Decline of the Revolution

But after 1923 there begins a new phase in his career. It is a phase of continuous decline of the revolution, at home and, abroad, and personal defeat in Russia ending in exile once more.

He remains in revolutionary temper, devotion and will, the same man that he was before.

We who have been closely associated with his ideas and organization tend to take this for granted. We seem to think that it could not have been otherwise. That is a mistake. Marxists can weaken, capitulate, become demoralized. Trotsky remained as unshaken as some force of nature.

Hounded from country to country, his children murdered, in perpetual danger of assassination, in the last years guarded day and night, slandered as never man was slandered before, he remains the man he was when he followed the star of the ascending revolution in the first quarter of the century. It is possible to say with absolute confidence: History knows nothing like it.
 

An Astounding Personality

As a person, as an individual, as one who has chosen a path for himself and devotes to it all his powers, inexhaustible courage, selflessness, an indestructible, historical perspective to which everything personal is subordinated, in all this Trotsky remains the most astounding personality of the modern world. Just look for a moment at the spectacle presented by Hitler, Goebbels, Goering, Hess and the rest. These gentlemen, it must never be forgotten, built themselves and grew to power on one fundamental principle, the destruction of Marxism.

Yet today Marxism lives. It commands no great political organizations. But its doctrines have been preserved and extended, it has adherents in both the advanced and backward countries of the world. The Stalinists, its most tenacious enemies, periodically denounce and slander it with a vigor which is out of all correspondence to its present political effectiveness. Why? They know the importance of ideas, at least of these ideas. That these ideas live and are active in political life is due more than anything else to the revolutionary courage and will of Trotsky.

The Nazis cut a great figure in the world at one time. Today where are their theories of blood and race and soil, their swastika and all the other rubbish they had swept up into such an imposing pile. They are destroyed. Marxism is not.
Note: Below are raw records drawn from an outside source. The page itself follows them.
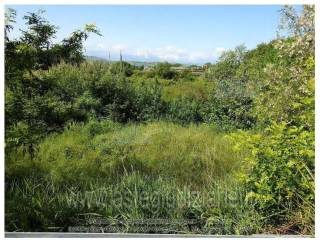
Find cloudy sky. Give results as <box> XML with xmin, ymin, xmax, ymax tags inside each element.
<box><xmin>7</xmin><ymin>5</ymin><xmax>292</xmax><ymax>63</ymax></box>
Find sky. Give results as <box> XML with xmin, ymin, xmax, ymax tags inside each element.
<box><xmin>6</xmin><ymin>5</ymin><xmax>298</xmax><ymax>64</ymax></box>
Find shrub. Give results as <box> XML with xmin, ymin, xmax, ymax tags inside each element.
<box><xmin>154</xmin><ymin>62</ymin><xmax>177</xmax><ymax>80</ymax></box>
<box><xmin>166</xmin><ymin>97</ymin><xmax>204</xmax><ymax>124</ymax></box>
<box><xmin>228</xmin><ymin>122</ymin><xmax>314</xmax><ymax>231</ymax></box>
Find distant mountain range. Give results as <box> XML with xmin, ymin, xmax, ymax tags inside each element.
<box><xmin>85</xmin><ymin>56</ymin><xmax>201</xmax><ymax>67</ymax></box>
<box><xmin>86</xmin><ymin>56</ymin><xmax>160</xmax><ymax>67</ymax></box>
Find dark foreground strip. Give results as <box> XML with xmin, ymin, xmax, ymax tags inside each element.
<box><xmin>5</xmin><ymin>232</ymin><xmax>311</xmax><ymax>238</ymax></box>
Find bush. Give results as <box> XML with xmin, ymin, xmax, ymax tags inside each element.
<box><xmin>167</xmin><ymin>97</ymin><xmax>204</xmax><ymax>124</ymax></box>
<box><xmin>109</xmin><ymin>61</ymin><xmax>136</xmax><ymax>77</ymax></box>
<box><xmin>228</xmin><ymin>122</ymin><xmax>314</xmax><ymax>231</ymax></box>
<box><xmin>154</xmin><ymin>62</ymin><xmax>177</xmax><ymax>80</ymax></box>
<box><xmin>205</xmin><ymin>96</ymin><xmax>256</xmax><ymax>131</ymax></box>
<box><xmin>205</xmin><ymin>181</ymin><xmax>264</xmax><ymax>235</ymax></box>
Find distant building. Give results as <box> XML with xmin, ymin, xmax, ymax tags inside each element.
<box><xmin>143</xmin><ymin>65</ymin><xmax>154</xmax><ymax>71</ymax></box>
<box><xmin>142</xmin><ymin>64</ymin><xmax>207</xmax><ymax>75</ymax></box>
<box><xmin>170</xmin><ymin>66</ymin><xmax>186</xmax><ymax>72</ymax></box>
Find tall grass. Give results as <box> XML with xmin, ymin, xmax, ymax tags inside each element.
<box><xmin>7</xmin><ymin>120</ymin><xmax>312</xmax><ymax>234</ymax></box>
<box><xmin>6</xmin><ymin>120</ymin><xmax>259</xmax><ymax>233</ymax></box>
<box><xmin>162</xmin><ymin>78</ymin><xmax>214</xmax><ymax>102</ymax></box>
<box><xmin>7</xmin><ymin>120</ymin><xmax>242</xmax><ymax>187</ymax></box>
<box><xmin>6</xmin><ymin>173</ymin><xmax>264</xmax><ymax>234</ymax></box>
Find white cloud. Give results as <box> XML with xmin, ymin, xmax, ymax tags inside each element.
<box><xmin>88</xmin><ymin>42</ymin><xmax>224</xmax><ymax>63</ymax></box>
<box><xmin>132</xmin><ymin>45</ymin><xmax>216</xmax><ymax>63</ymax></box>
<box><xmin>215</xmin><ymin>47</ymin><xmax>226</xmax><ymax>56</ymax></box>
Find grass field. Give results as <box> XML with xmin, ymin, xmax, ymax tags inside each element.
<box><xmin>6</xmin><ymin>120</ymin><xmax>263</xmax><ymax>233</ymax></box>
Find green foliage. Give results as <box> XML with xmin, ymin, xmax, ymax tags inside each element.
<box><xmin>205</xmin><ymin>181</ymin><xmax>264</xmax><ymax>235</ymax></box>
<box><xmin>206</xmin><ymin>45</ymin><xmax>247</xmax><ymax>83</ymax></box>
<box><xmin>6</xmin><ymin>120</ymin><xmax>250</xmax><ymax>233</ymax></box>
<box><xmin>154</xmin><ymin>62</ymin><xmax>177</xmax><ymax>79</ymax></box>
<box><xmin>6</xmin><ymin>174</ymin><xmax>260</xmax><ymax>234</ymax></box>
<box><xmin>21</xmin><ymin>10</ymin><xmax>58</xmax><ymax>51</ymax></box>
<box><xmin>162</xmin><ymin>78</ymin><xmax>212</xmax><ymax>102</ymax></box>
<box><xmin>5</xmin><ymin>8</ymin><xmax>16</xmax><ymax>41</ymax></box>
<box><xmin>204</xmin><ymin>39</ymin><xmax>284</xmax><ymax>130</ymax></box>
<box><xmin>5</xmin><ymin>6</ymin><xmax>315</xmax><ymax>235</ymax></box>
<box><xmin>57</xmin><ymin>24</ymin><xmax>102</xmax><ymax>66</ymax></box>
<box><xmin>109</xmin><ymin>61</ymin><xmax>136</xmax><ymax>77</ymax></box>
<box><xmin>167</xmin><ymin>97</ymin><xmax>204</xmax><ymax>124</ymax></box>
<box><xmin>253</xmin><ymin>5</ymin><xmax>314</xmax><ymax>127</ymax></box>
<box><xmin>5</xmin><ymin>10</ymin><xmax>102</xmax><ymax>159</ymax></box>
<box><xmin>176</xmin><ymin>69</ymin><xmax>195</xmax><ymax>81</ymax></box>
<box><xmin>204</xmin><ymin>6</ymin><xmax>315</xmax><ymax>234</ymax></box>
<box><xmin>229</xmin><ymin>122</ymin><xmax>314</xmax><ymax>230</ymax></box>
<box><xmin>205</xmin><ymin>44</ymin><xmax>278</xmax><ymax>130</ymax></box>
<box><xmin>7</xmin><ymin>121</ymin><xmax>240</xmax><ymax>187</ymax></box>
<box><xmin>205</xmin><ymin>97</ymin><xmax>255</xmax><ymax>131</ymax></box>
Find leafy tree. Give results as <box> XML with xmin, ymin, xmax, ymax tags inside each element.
<box><xmin>254</xmin><ymin>5</ymin><xmax>315</xmax><ymax>127</ymax></box>
<box><xmin>5</xmin><ymin>9</ymin><xmax>102</xmax><ymax>157</ymax></box>
<box><xmin>109</xmin><ymin>61</ymin><xmax>135</xmax><ymax>77</ymax></box>
<box><xmin>154</xmin><ymin>62</ymin><xmax>177</xmax><ymax>79</ymax></box>
<box><xmin>205</xmin><ymin>45</ymin><xmax>256</xmax><ymax>129</ymax></box>
<box><xmin>229</xmin><ymin>5</ymin><xmax>315</xmax><ymax>229</ymax></box>
<box><xmin>55</xmin><ymin>24</ymin><xmax>102</xmax><ymax>65</ymax></box>
<box><xmin>5</xmin><ymin>8</ymin><xmax>16</xmax><ymax>41</ymax></box>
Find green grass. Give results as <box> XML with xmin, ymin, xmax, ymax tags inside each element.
<box><xmin>162</xmin><ymin>78</ymin><xmax>214</xmax><ymax>102</ymax></box>
<box><xmin>6</xmin><ymin>120</ymin><xmax>259</xmax><ymax>233</ymax></box>
<box><xmin>20</xmin><ymin>121</ymin><xmax>241</xmax><ymax>186</ymax></box>
<box><xmin>6</xmin><ymin>173</ymin><xmax>264</xmax><ymax>234</ymax></box>
<box><xmin>6</xmin><ymin>120</ymin><xmax>312</xmax><ymax>234</ymax></box>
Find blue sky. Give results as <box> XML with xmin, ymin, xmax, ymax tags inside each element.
<box><xmin>6</xmin><ymin>5</ymin><xmax>297</xmax><ymax>63</ymax></box>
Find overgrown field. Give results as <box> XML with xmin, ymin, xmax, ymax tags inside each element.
<box><xmin>5</xmin><ymin>5</ymin><xmax>315</xmax><ymax>235</ymax></box>
<box><xmin>6</xmin><ymin>121</ymin><xmax>257</xmax><ymax>233</ymax></box>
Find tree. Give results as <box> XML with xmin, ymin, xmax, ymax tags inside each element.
<box><xmin>5</xmin><ymin>9</ymin><xmax>102</xmax><ymax>157</ymax></box>
<box><xmin>254</xmin><ymin>5</ymin><xmax>315</xmax><ymax>127</ymax></box>
<box><xmin>154</xmin><ymin>62</ymin><xmax>177</xmax><ymax>79</ymax></box>
<box><xmin>56</xmin><ymin>24</ymin><xmax>102</xmax><ymax>65</ymax></box>
<box><xmin>109</xmin><ymin>61</ymin><xmax>135</xmax><ymax>77</ymax></box>
<box><xmin>205</xmin><ymin>45</ymin><xmax>256</xmax><ymax>129</ymax></box>
<box><xmin>5</xmin><ymin>8</ymin><xmax>16</xmax><ymax>41</ymax></box>
<box><xmin>230</xmin><ymin>5</ymin><xmax>315</xmax><ymax>229</ymax></box>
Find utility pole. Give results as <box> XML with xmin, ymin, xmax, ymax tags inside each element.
<box><xmin>120</xmin><ymin>50</ymin><xmax>123</xmax><ymax>73</ymax></box>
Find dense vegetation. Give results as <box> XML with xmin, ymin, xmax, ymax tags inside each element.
<box><xmin>5</xmin><ymin>5</ymin><xmax>314</xmax><ymax>235</ymax></box>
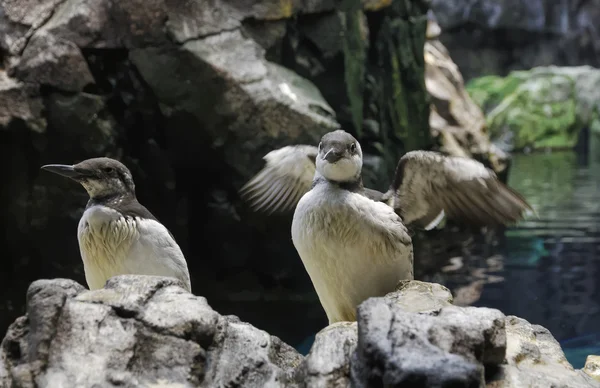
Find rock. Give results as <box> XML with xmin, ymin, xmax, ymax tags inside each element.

No. Trotsky was a man greatly gifted but it is impossible not to see in his strength and endurance the influence of ideas upon a personality. Without these ideas he could not have stood up under the accumulated blows and pursued his work unshaken to the end. For those who are pondering over the fate of society and their relation to it, a study of his life and the spirit that moved him should mean much.

Absolute rejection of bourgeois society, acceptance of the proletariat as the revolutionary force destined to overthrow it. Within that framework he was able to meet all the demands and trials that were thrown upon him in a crumbling society. It was a steel framework against which all the monstrous power of bourgeois society could not prevail. It was a perpetually welling spring of energy and resource for the education and organization of the proletariat, to help prepare it for the overthrow of bourgeois society.

So, that even as we stand astonished at this towering incredible personal achievement, we realize that a complete and adequate explanation of it, can be only in the ideas which strengthened and sustained him.